There was a brief Q&A, in which I think the most interesting question was one about Murakami’s opinions on the quality of the published translations of his works. The fellow who asked the question has published his thoughts on the whole event here. Murakami answered something to the effect of that, so long as you enjoy it, it’s a good translation. Everyone laughed. But the next audience member to speak said that she has read several of his stories in both English and Japanese, and that they read as very different. Maybe this is just a function of the texture, the flavor, the atmosphere, the cultural nuance of the language – but maybe the two versions really are that different.
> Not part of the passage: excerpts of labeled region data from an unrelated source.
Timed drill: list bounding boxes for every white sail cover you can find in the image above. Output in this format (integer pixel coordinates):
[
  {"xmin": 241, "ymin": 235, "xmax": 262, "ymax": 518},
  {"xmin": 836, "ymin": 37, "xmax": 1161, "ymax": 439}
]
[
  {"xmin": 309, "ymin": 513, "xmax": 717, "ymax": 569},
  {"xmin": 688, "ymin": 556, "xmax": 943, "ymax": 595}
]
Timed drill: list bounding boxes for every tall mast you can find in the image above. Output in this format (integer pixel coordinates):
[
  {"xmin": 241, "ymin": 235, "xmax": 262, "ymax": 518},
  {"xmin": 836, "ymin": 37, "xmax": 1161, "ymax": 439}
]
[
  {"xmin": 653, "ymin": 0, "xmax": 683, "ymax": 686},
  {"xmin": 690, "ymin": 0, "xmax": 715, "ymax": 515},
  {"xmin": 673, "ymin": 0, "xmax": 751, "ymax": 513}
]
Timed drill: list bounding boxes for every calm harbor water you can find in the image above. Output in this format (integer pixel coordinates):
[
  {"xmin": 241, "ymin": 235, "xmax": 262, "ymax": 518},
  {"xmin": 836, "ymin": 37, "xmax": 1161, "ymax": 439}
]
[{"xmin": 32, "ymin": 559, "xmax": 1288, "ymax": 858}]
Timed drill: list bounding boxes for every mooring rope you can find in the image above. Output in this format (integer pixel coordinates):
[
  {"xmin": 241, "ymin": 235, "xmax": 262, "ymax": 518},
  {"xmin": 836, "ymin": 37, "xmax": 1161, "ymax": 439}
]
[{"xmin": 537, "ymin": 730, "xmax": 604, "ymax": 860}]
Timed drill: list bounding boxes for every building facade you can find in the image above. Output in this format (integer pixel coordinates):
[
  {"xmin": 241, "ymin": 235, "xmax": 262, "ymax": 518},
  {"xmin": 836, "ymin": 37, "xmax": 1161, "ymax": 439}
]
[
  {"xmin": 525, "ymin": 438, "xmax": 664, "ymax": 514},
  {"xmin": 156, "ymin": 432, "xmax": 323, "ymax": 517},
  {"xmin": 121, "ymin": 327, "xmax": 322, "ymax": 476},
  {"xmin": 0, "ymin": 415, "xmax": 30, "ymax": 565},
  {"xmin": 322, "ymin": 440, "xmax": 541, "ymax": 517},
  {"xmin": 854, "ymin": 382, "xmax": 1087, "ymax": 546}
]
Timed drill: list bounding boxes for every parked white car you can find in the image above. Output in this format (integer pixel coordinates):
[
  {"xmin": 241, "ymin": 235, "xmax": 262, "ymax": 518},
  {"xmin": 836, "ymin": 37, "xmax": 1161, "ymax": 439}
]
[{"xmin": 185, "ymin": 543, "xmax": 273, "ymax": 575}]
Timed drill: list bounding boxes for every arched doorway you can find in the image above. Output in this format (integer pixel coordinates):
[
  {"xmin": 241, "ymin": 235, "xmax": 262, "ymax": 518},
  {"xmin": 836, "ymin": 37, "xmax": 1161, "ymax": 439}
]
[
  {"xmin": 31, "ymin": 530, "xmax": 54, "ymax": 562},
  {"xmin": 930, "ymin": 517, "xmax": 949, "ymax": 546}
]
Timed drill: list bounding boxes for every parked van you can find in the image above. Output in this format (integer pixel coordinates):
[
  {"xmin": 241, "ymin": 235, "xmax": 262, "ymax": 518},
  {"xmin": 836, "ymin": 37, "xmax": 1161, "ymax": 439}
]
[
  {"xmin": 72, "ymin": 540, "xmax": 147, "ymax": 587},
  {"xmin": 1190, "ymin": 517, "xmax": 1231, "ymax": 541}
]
I think it doesn’t really address the question to say “so long as you enjoy it, it’s a good translation.” I could read a story by George RR Martin and enjoy it quite thoroughly, but that doesn’t make it a good translation of a Murakami novel – that makes it a very enjoyable story that’s entirely different from what Murakami wrote in Japanese. … I think he was just disinterested in answering questions, and more to the point, disinterested in revealing anything more about himself, his attitudes, his insights. Which was a shame. That’s truly what I came there for – yes, the special opportunity to simply say that I have seen him speak, have shaken his hand, have spoken to him directly, however briefly – but also for the ability to gain some new or different insights into who he is, his attitudes, his thoughts on writing. His thoughts on culture, or on politics.
Ah, well. shou-ga-nai, as they say. Nevertheless, I look forward to reading some more of his work this summer.